A Complicated Question
by Charles Lemos, Tue May 05, 2009 at 09:04:14 PM EDT
Asked by Oprah Winfrey if she still loves her husband, Elizabeth Edwards responds "You know, that's a complicated question." I can relate. I too loved John Edwards, one of just three American politicians on the national stage, the others are Paul Simon and Paul Tsongas, in my adulthood who so moved me. John Edwards inspired me to become more deeply involved in the political process for the first time in over a decade. I believed in John Edwards like I have believed in few others.
And I remain thankful to John Edwards for two things. First, he spoke forcefully and eloquently of eradicating poverty as a moral imperative and thus reawakened a long dormant debate on social inequality in this country. Not to deny that others also attempted to raise these issues, but John Edwards successfully made it part of our national conversation. That is to his lasting credit. Second, he moved Hillary Clinton, Barack Obama and the Democratic party leftward like no politician had done since Bobby Kennedy or perhaps George McGovern. Because of John Edwards' lead, the Democratic Party has begun to rediscover its working class roots all too often lost in the parched fog of thirty years in a political desert.
But John Edwards did the party, the nation and above all his family a great disservice in running for President. I am stuck by this passage from Elizabeth's forthcoming book, Resilience:
I wanted him to drop out of the race, protect our family from this woman, from his act. It would only raise questions, he said, he had just gotten in the race; the most pointed questions would come if he dropped out days after he had gotten in the race. And I knew that was right, but I was afraid of her.And now he knows I was right to be afraid, that once he had made this dreadful mistake, he should not have run. But just then he was doing, I believe, what I was trying to do: hold on to our lives despite this awful error in judgment.

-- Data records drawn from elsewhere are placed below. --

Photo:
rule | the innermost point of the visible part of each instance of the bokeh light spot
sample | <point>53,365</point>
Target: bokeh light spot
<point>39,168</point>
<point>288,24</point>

That he should not have run is blatantly obvious but I wonder if John Edwards realizes that error in judgment. Complicated questions remain but frankly it is time to let this sad affair lapse into the deepest recesses of our memories and let John Edwards' political ambitions perish on the folly of his own capriciousness. But let us hope that his voice may yet again be raised in the cause of eradicating poverty. That moral imperative remains intact.